Deep_Learning_Project_Tranformers

Automatic Text Summarization Evaluation (Part 1):

This project evaluates the performance of various text summarization models using ROUGE and BERTScore metrics. Different summarization models from the Hugging Face Transformers library are used, and their outputs are compared against a reference summary.

Project Setup

Install Dependencies: The project relies on several libraries, including transformers, rouge-score, bert-score, and nltk. Ensure these are installed before running.
Reference Summary: A reference summary is provided as a baseline for comparison.
Evaluation Metrics:
- ROUGE (Recall-Oriented Understudy for Gisting Evaluation): ROUGE measures the overlap of n-grams between the generated summary and the reference summary. ROUGE-1, ROUGE-2, and ROUGE-L scores are calculated.
- BERTScore: BERTScore leverages contextual embeddings from BERT to compare the semantic similarity between generated and reference summaries.

Evaluation Process

The project evaluates several models including: Google's T5 (with two different prompts), DistilBERT, T5 Small, PEGASUS, LED (Longformer Encoder-Decoder), and two versions of Facebook's BART (BART X-SUM and BART CNN Data).

For each model:

Text Input: A sample text is used as input to the model.
Summary Generation: Each model generates a summary of the input text using pre-defined parameters for length and sampling.
Metric Calculation: ROUGE and BERTScore are calculated, comparing the generated summary to the reference summary.
Results: The precision, recall, and F1-score for each metric are displayed for each model.

Results Interpretation

The results section (output of the script) provides the evaluation scores for each model. A higher score indicates better performance. Comparison of the scores across models allows determining which model provides the most accurate and relevant summary.

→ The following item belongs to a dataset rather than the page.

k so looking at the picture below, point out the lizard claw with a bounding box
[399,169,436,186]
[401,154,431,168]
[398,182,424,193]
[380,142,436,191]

The specific scores will vary depending on the text input and the models' capabilities but serve as a comparative assessment of their summarization skills.

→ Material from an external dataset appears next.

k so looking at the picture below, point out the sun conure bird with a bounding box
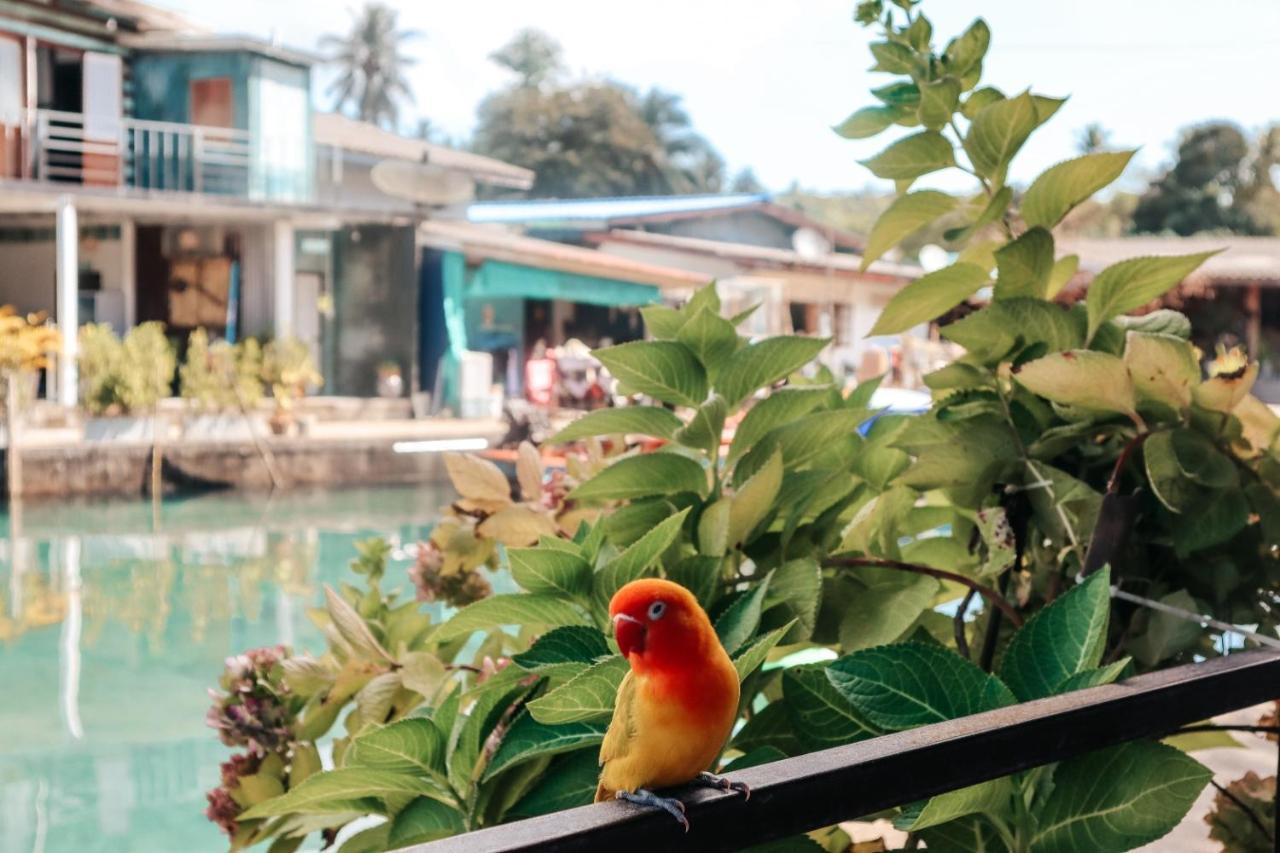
[595,578,749,830]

News Summarization and News Topic ( Part 2):

The project performs two main tasks:

Zero-Shot Topic Classification:
- Uses the facebook/bart-large-mnli model to classify input text into predefined categories.
- No prior training data for specific topics is needed.
- The model relies on its general language understanding to infer the most probable topic.
- Demonstrates the concept of zero-shot learning.
- Example input text is analyzed for categories: "Politics", "Sport", "Technology", "Entertainment", and "Business".
- Outputs the probability score for each category.
Text Summarization:
- Leverages the facebook/bart-large-xsum model for extractive summarization.
- Generates concise summaries of input text, preserving key information.
- Sets do_sample=False for deterministic output (reproducible summaries).

How to Run

Install Dependencies: Execute the installation commands mentioned above.
Run the Code: Execute the Python script. It will output the topic classifications and generated summary.

Example Usage and Output

The code provides an example sequence about the Samsung Galaxy S25 Ultra and its relation to Galaxy AI.

Zero-Shot Classification Output:

The code will print the probability score for each candidate label (e.g., Technology, Politics, etc). The label with the highest probability represents the model's prediction for the input text. Given the example text, "Technology" is expected to have the highest probability.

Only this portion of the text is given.